Going upstream we can find several dams, 5 in Portugal, 5 in the international section of the Douro and 5 in Spain.
The Douro dams on Portuguese territory are :
On the international Douro, where the river forms the border with Spain, there are 5 other dams: Saucelle, Aldeadávila, Bemposta, Picote and Miranda. In Spain the Douro has 5 other dams: Castro, Villalcampo, San José, Los Rábanos and Cuerda del Pozo.
The dams allowed the creation of the Douro Navigation Canal, a waterway of about 200 kilometres from Foz to Barca d’Alva where Cruises on the Douro River carry thousands of passengers every year. Dams also allow the production of electricity and the management of the river flow. The Douro River has a large gradient. In the international stretch the average gradient is about 3m per kilometre, so here we find 5 dams in a stretch of 112 kilometres.
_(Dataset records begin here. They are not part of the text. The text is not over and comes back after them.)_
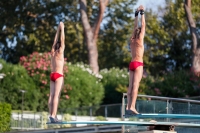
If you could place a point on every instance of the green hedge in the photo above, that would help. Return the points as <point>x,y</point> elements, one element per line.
<point>5,115</point>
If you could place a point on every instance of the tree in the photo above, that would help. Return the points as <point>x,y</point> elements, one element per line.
<point>195,37</point>
<point>16,79</point>
<point>91,33</point>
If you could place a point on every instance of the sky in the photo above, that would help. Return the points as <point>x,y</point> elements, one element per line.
<point>153,4</point>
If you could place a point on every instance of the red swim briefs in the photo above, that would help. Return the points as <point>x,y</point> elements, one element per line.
<point>134,64</point>
<point>55,76</point>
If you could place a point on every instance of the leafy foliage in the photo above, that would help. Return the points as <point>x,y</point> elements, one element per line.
<point>113,80</point>
<point>17,79</point>
<point>87,88</point>
<point>5,115</point>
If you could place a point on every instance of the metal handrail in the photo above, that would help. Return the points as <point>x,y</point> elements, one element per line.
<point>166,98</point>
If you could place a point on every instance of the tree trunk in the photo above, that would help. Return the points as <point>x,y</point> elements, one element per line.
<point>195,39</point>
<point>91,33</point>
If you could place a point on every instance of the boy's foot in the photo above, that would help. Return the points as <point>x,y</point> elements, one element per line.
<point>54,120</point>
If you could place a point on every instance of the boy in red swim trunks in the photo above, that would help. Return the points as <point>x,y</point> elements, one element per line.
<point>136,64</point>
<point>56,77</point>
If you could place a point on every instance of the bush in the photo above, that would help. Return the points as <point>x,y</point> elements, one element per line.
<point>87,89</point>
<point>5,115</point>
<point>17,79</point>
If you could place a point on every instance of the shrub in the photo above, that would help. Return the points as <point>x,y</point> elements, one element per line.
<point>5,115</point>
<point>16,79</point>
<point>87,88</point>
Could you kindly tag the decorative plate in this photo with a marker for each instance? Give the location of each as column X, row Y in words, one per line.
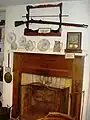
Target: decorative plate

The origin of the name “Douro”
There are several theories as to the name of the Douro River. One of them says that the name comes from the name dur which in Celtic means water. Another says it comes from the Latin duris meaning hard, due to the hardness of its contours along the high cliffs of the Douro Cliffs in the international stretch of the river between Barca D’Alva and Miranda do Douro.
It can also mean the wealth it gives to the lands around it, the climate that allows the production of wine, fishing, irrigation of the fields and the means of transport between the villages on its banks since time immemorial.
The Alto Douro wine region was considered by UNESCO on 14th December 2001 as a World Heritage Site in the category of cultural landscape.
Douro River Cruises
Every year, Douro Cruises transport thousands of passengers along the Douro River, from Porto to Régua, Pinhão or Barca d’Alva. They are carried out on various types of boats, from ships, rabelo boats, hotel boats, sailing boats and yachts.